Ditanya lebih dalam, hasil usaha dengan pemerintahan kabupaten setempat, yakni Dinas Transmigrasi dan Tenaga Kerja untuk dimediasi dengan pihak perusahaan, dia menjawab masih belum ada titik temu, lantaran perusahaan tidak mau lagi menindak lanjuti sebagaimana yang diharapkan. 


“Padahal permasalahan itu terjadi adanya salah seorang mandor mereka yang sering menindas pihak kami selaku buruh,” tandasnya. 


Menurutnya, cara-cara Mandor perusahaan dalam mengatur teknis kerja sangat tidak layak, dimana jadwal kerja dimulai dari pukul 07.00 WIB pagi hingga ke Pukul 19.00 WIB malam baru pulang. 


“Kami sering kemalaman saat pulang kerja sehingga terkesan ditindas dan diintimidasi,” jelasnya. 


Lalu, sambungnya, atas hal itu pihaknya sebagai buruh kerap menyangkal sebagaimana aturan, namun karena dianggap pembangkang, pihak perusahaan membuat surat pernyataan ke manajemen perusahaan, tanpa surat peringatan dan sepengetahuan Dinas Transmigrasi Tenaga Kerja. 


“Sampai dipecat tidak ada pemberitahuan lebih dahulu dari perusahaan,” tuturnya. 


Jadi dalam hal ini, kata Berkat, pihaknya bersama pendamping hukum Dewa Magdalena sudah melaporkan ke Polres Aceh Singkil atas perampasan barang-barang berupa harta benda dan PHK.


“Kalau sudah penyelesaian dari barang-barang kembali dan selesai, baru kami cari kerja lain dan sebagian pulang kampung, ke Nias Selatan," imbuhnya.


Pada kesempatan itu, perhatian wartawan kepada wajah para buruh itu, terlihat lelah dan kusam.

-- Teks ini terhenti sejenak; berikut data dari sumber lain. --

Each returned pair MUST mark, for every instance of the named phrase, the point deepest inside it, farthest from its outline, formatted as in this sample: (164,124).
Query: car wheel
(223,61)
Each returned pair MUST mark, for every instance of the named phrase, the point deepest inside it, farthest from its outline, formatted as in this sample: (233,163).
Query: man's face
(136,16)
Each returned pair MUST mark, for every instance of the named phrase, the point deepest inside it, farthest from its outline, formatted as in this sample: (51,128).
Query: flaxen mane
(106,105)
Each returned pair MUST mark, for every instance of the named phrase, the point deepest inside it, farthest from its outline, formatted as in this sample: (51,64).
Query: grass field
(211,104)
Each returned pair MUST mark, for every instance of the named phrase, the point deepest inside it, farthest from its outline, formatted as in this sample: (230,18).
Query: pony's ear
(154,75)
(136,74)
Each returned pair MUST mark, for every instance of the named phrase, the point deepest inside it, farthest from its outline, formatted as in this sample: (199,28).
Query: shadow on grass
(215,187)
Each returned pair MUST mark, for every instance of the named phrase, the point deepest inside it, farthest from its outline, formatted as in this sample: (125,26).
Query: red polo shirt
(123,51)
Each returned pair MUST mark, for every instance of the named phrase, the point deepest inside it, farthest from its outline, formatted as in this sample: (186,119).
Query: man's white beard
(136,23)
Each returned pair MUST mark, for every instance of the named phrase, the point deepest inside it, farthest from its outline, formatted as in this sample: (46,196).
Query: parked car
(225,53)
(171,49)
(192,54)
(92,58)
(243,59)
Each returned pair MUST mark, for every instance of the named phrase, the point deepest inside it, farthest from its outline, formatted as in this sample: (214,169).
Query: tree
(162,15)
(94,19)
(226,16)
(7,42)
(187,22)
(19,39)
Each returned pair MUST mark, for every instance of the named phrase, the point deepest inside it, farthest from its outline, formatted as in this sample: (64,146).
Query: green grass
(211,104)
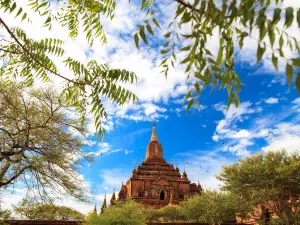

Begitu juga wajah dari anak istri mereka pada saat wawancara terlihat penuh harap. 


Perbekalan juga tak tentu sampai kapan bertahan. Bocah-bocah polos terlihat ada sekitar 18 orang hingar bingar berlarian seakan tidak peduli dan tidak tau apa yang sedang terjadi kepada para orang tua mereka. 


Mereka juga terlihat seperti bocah yang sudah pantas sekolah Paud dan pendidikan SD.


Didalam keheningan itu, Berkat Zebua kembali membuyarkan suasana. Bersuara lirih, saat masih wawancara dengan wartawan. 


“Kami sudah bekerja di PT Delima Makmur ini sudah dua tahun lamanya, bang," pungkas Berkat Zebua mengakhiri.